Yesterday I received an email from a reader of this blog asking if I knew of any performance benchmarks for federated search engines. I replied, telling the reader that I would address the question in this blog. Here’s my reply:
I’m not aware of any benchmark studies and even if I were I’d be very suspicious of their findings because there are too many variables that determine performance of federated search engines. These questions come to mind:
- How do you measure speed? Some federated search engines return results incrementally as they get results from individual sources. Are you measuring the time it takes to get results from the first (fastest) source or from all of the sources?
- Response time from a source will vary depending on the source, the time of day, and the load on the content provider’s server.
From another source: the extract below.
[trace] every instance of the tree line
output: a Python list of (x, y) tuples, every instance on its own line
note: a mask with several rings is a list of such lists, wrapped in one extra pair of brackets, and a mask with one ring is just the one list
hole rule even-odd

The server load will be influenced by how many other searches are running. How can you baseline the response time to benchmark against?
- Response time is also heavily influenced by the load on all of the networks between the client browser, the federated search application server, and the content provider’s server. How will you get a baseline for that response time?
- A particular federated search engine may take much longer to process results if it is searching five sources rather than one. That’s yet another variable to consider. Will you be able to isolate performance of the federated search application from that of the sources being searched?
- Performance from content sources will be affected by the nature of a query and by the number of results returned, and that will vary by source. Broad queries that return many results are often processed slowly by the remote search engine. How will you be able to factor that effect into your performance testing?
- Are you comparing apples to apples? If the federated search engine you’re evaluating is returning results quickly but only evaluating them superficially, performing poor (or no) relevance ranking than quick response time is a consolation prize that masks a real problem.
In a future post I will go into much greater depth about how you should evaluate federated search vendors for performance. In the meantime, if you find a vendor who gives you performance benchmarks against its competition you may want to show them this post.